Au cours des dernières semaines de 2022, les spécialistes du schiste n'ont réinvesti que 35% de leurs flux de trésorerie dans le forage et d'autres efforts visant à augmenter l'offre, contre plus de 100% au cours de la période 2011-2017, selon les données compilées par Bloomberg. Une tendance similaire est évidente parmi les majors, avec Exxon Mobil Corp. et Chevron augmentant de manière agressive les rachats tout en limitant les dépenses en capital à des niveaux inférieurs aux niveaux pré-Covid.

Les investisseurs sont à l'origine de ce comportement, comme en témoignent les messages clairs envoyés aux producteurs nationaux au cours des deux dernières semaines. EOG Resources Inc., ConocoPhillips et Devon Energy Corp. ont chuté après avoir annoncé des budgets 2023 plus élevés que prévu, tandis que Diamondback Energy Inc., Permian Resources Corp. et Civitas Resources Inc. ont tous augmenté tout en maîtrisant leurs dépenses.

En plus des demandes de liquidités des actionnaires, les explorateurs pétroliers sont également aux prises avec des coûts plus élevés, une baisse de la productivité des puits et une diminution des portefeuilles de sites de forage de premier ordre. Chevron et Pioneer Natural Resources Co. sont deux producteurs de premier plan qui réorganisent leurs plans de forage après des résultats de puits plus faibles que prévu. Les coûts de main-d'œuvre augmentent également, selon Janette Marx, PDG d'Airswift, l'un des plus grands recruteurs de pétrole au monde.

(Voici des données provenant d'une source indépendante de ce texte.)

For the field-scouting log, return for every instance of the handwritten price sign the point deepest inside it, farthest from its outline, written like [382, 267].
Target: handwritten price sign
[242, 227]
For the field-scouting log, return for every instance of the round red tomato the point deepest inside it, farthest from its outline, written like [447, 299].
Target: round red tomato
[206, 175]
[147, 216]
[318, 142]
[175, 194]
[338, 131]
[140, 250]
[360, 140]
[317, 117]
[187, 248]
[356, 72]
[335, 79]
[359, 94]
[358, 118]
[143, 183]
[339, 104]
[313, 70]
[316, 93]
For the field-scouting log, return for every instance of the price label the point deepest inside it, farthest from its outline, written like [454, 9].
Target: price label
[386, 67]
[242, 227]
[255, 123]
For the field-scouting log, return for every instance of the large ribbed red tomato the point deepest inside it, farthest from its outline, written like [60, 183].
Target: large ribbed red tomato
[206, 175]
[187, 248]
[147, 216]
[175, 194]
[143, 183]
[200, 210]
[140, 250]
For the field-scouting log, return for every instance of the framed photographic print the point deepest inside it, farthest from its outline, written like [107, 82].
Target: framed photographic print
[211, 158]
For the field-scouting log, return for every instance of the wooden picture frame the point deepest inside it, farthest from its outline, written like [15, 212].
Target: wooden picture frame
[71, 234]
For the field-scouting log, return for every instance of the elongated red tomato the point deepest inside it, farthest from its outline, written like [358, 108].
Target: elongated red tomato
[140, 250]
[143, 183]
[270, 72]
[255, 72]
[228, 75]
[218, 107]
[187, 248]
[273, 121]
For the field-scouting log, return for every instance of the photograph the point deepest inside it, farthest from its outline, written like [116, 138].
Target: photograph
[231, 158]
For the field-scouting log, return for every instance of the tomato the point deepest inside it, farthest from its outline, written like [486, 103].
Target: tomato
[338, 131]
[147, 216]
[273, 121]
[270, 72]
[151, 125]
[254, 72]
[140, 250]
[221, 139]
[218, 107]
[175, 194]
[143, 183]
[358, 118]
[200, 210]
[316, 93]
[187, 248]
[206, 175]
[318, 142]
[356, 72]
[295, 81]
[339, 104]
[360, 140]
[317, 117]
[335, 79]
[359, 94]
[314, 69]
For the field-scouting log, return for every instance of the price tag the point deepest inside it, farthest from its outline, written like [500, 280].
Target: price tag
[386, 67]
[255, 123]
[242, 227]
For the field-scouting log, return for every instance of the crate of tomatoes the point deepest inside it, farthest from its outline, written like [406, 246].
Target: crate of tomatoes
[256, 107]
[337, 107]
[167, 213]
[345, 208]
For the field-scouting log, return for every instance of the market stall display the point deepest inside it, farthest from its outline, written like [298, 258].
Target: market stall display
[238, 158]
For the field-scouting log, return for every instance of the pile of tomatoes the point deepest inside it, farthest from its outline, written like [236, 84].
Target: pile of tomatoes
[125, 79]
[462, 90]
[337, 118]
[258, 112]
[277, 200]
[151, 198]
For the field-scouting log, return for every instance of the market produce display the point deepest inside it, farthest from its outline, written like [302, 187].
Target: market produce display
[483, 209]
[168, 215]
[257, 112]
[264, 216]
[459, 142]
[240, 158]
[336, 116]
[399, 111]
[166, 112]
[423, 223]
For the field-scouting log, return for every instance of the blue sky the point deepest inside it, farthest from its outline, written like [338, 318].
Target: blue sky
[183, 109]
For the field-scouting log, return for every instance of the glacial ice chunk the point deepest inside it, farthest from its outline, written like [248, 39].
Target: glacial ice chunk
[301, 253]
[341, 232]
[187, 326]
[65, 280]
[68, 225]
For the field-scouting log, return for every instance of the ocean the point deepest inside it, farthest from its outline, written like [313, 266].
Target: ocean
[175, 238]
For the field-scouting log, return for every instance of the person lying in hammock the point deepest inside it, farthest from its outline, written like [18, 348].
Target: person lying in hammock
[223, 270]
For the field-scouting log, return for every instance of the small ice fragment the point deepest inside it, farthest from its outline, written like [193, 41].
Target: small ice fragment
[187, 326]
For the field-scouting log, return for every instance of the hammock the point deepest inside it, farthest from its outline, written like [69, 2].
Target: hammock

La production pétrolière américaine ne devrait croître que de 5 % cette année pour atteindre 12.5 millions de barils par jour, selon l'Energy Information Administration. L'année prochaine, l'expansion devrait ralentir à seulement 1.3 %, selon l'agence. Alors que les États-Unis ajoutent plus d'approvisionnement que la plupart du reste du monde, c'est un contraste marqué avec les jours grisants du schiste de la décennie précédente, lorsque les États-Unis ajoutaient plus d'un million de barils de production quotidienne chaque année, en concurrence avec l'OPEP et influençant les prix mondiaux.

La demande, plutôt que les acteurs du côté de l'offre comme le secteur américain du schiste ou l'OPEP, sera le principal moteur des prix cette année, a déclaré Dan Yergin, historien du pétrole lauréat du prix Pulitzer et vice-président de S&P Global, lors d'une interview.

"Les prix du pétrole seront déterminés, métaphoriquement parlant, par Jerome Powell et Xi Jinping", a déclaré Yergin, faisant référence à la trajectoire de hausse des taux de la Réserve fédérale et à la reprise post-pandémique de la Chine. S&P Global s'attend à ce que la demande mondiale de pétrole atteigne un niveau record de 102 millions de barils par jour.

Alors que les arguments en faveur d'une hausse des prix du pétrole se renforcent, le président américain Joe Biden a moins d'outils à sa disposition pour contrer le coup porté aux consommateurs. Le président a déjà exploité la réserve stratégique de pétrole à hauteur de 180 millions de barils dans le but de faire baisser les prix de l'essence alors qu'ils montaient en flèche en 2022. La secrétaire à l'Énergie, Jennifer Granholm, devrait recevoir un accueil glacial lors de l'événement CERAWeek by S&P Global à Houston. regarder le 6 mars si elle suit l'exemple de Biden et attaque l'industrie pour avoir trop rendu aux investisseurs. Ce modèle commercial est « là pour rester », a déclaré Dan Pickering, directeur des investissements de Pickering Energy Partners.

"Il y aura un moment où les États-Unis devront produire plus parce que le marché va l'exiger", a déclaré Pickering. « C'est probablement à ce moment que le sentiment des investisseurs se tourne vers la croissance. Jusque-là, le retour du capital semble être la meilleure idée.

–Avec l'aide de Lu Wang et Tom Contiliano.